As with every system, D&D's included. What else is there?

"Which parts of the story" breaks down into teeny-weeny chunks, in Dogs. Every See and every Raise is its own part of the story with its own narrator, if that's how you want to look at it.

Well - and the rules also provide constraints on your narration. They don't just say "you get to narrate how your character responds," they say "you get to narrate how your character responds, and your character has to take the blow if you used 3+ dice to See." Et cetera.

Plus I don't really think that there's ever a sole narrator. But that's a different subject, probably.

-Vincent

BrendanC

Quote from: lumpleyAs with every system, D&D's included. What else is there?
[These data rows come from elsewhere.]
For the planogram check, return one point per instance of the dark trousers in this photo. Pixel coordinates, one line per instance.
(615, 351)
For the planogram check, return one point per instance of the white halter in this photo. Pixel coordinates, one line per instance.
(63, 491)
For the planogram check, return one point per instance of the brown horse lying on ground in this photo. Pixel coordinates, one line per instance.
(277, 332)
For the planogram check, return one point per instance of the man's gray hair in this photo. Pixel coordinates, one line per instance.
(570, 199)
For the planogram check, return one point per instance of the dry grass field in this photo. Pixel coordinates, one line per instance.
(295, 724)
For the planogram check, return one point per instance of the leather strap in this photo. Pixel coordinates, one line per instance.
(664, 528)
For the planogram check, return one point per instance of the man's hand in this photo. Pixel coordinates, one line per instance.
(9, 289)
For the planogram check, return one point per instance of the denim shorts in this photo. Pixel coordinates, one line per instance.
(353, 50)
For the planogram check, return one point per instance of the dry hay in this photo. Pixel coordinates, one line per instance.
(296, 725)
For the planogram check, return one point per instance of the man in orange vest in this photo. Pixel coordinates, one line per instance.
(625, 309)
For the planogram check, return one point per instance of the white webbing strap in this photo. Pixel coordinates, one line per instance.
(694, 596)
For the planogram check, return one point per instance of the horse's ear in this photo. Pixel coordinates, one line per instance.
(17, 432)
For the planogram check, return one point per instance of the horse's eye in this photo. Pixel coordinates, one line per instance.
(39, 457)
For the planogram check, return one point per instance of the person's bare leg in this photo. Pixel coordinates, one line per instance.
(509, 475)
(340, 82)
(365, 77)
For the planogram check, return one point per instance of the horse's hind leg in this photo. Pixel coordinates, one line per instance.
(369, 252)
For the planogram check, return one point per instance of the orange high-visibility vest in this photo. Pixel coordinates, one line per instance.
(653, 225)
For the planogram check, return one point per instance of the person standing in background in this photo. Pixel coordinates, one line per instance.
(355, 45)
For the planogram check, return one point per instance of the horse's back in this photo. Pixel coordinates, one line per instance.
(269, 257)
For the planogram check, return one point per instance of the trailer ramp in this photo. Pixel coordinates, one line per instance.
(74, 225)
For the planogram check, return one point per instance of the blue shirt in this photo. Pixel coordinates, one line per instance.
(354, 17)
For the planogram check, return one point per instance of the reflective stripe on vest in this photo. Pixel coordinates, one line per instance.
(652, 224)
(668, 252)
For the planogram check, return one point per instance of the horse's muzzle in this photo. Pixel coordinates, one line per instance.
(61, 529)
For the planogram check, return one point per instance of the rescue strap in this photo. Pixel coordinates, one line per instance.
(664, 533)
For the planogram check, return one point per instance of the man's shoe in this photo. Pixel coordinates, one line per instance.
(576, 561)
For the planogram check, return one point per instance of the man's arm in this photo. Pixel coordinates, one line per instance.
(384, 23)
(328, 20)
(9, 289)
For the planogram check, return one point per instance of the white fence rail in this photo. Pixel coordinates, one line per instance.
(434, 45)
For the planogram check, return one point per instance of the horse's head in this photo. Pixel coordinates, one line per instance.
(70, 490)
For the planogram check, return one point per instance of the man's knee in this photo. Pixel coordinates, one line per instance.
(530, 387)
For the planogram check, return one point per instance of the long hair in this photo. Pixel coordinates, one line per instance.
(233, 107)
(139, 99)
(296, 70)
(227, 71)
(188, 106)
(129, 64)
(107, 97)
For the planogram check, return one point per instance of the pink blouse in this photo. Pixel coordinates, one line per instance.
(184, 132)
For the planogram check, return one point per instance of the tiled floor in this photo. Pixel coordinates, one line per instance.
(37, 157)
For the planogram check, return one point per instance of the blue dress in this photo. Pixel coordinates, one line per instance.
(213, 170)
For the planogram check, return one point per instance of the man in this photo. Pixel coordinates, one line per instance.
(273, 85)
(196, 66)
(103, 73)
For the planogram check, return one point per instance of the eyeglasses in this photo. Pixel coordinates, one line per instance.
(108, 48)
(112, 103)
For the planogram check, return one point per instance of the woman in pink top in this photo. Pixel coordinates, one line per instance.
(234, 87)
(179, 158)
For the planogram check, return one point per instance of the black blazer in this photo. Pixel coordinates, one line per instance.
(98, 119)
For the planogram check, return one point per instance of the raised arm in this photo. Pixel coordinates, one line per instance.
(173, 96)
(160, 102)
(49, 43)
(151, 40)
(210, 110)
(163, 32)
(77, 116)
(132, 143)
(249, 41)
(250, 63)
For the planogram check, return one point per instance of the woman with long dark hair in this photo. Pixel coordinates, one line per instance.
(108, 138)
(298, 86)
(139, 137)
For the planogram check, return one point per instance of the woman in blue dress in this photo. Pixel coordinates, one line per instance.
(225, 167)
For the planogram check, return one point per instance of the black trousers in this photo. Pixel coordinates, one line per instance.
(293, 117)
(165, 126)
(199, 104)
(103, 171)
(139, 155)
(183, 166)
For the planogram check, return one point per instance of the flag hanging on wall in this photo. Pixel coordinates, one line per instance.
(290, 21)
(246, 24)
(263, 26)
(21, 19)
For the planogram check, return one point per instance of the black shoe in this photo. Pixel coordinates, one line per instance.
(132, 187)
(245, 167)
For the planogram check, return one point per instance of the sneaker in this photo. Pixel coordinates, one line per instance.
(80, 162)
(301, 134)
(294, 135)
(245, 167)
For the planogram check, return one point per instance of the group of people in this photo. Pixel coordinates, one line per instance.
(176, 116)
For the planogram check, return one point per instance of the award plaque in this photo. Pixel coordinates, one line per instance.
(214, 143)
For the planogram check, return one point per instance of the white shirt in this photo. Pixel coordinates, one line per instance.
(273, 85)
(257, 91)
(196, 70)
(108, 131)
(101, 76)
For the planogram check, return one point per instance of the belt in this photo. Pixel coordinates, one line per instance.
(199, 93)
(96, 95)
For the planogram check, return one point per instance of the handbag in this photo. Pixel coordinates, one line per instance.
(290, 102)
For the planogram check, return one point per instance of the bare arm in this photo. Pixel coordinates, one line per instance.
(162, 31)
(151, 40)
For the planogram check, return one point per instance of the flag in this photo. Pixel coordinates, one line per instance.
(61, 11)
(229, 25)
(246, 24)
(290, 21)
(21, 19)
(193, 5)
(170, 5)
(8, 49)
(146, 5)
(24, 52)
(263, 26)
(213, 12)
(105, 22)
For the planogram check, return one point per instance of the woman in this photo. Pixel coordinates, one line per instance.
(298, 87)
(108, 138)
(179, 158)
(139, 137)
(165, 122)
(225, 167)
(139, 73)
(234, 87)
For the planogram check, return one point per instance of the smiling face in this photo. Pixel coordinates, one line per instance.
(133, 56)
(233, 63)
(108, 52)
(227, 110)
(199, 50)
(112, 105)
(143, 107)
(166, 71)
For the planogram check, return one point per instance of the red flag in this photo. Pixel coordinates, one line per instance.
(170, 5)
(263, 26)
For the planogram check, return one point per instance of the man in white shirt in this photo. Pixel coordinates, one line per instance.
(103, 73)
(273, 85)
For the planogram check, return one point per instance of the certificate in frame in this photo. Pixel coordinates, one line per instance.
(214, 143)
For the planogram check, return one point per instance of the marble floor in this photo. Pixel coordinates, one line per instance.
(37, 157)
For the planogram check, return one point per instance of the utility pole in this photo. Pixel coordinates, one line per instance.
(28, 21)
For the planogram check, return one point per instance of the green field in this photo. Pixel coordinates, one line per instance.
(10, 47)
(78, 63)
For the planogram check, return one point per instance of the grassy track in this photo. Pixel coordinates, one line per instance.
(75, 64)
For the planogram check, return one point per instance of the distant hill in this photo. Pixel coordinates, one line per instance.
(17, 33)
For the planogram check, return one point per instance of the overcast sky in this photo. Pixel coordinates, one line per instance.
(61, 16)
You're right, and the more I think about my previous experiences with roleplaying, the more I begin to think that I've been missing the point this whole time.

Valamir

Heh...Hell Brandon, you've just been hit with a big old bucket of ice cold "What the Fuck have I been doing all these years?"

Welcome to the Forge :-)

We've pretty much all been hit with that bucket at some point.  Its damn cold at first but it gets warmer real fast.

BrendanC

I was expecting it, but that doesn't make it any easier. I'm starting to see that my games will be much better once I've gotten my head around all of this, even if I can't see exactly how yet. :)

Valamir

Well, FWIW I think you're going about it exactly the right way.  Grab some games like Dogs, or Prime Time Adventures, or Capes, or Mountain Witch, or Shadows of Yesterday or (dare I pimp) even Universalis.  Those games will all smack traditional preconceptions right between the eyes.  Then ask specific questions about how to actually play these games...and it will all fall into place tons faster than trying to dive into any theory discussions.

BrendanC

I have been reading through some of the theory articles and threads, and it's pretty hard to absorb without the experience behind it. Dogs is having a huge impact on how I think about this stuff, and I'm eager to get my hands on some others. I think PTA, Sorcerer and possibly Universalis are next on my list of "must haves".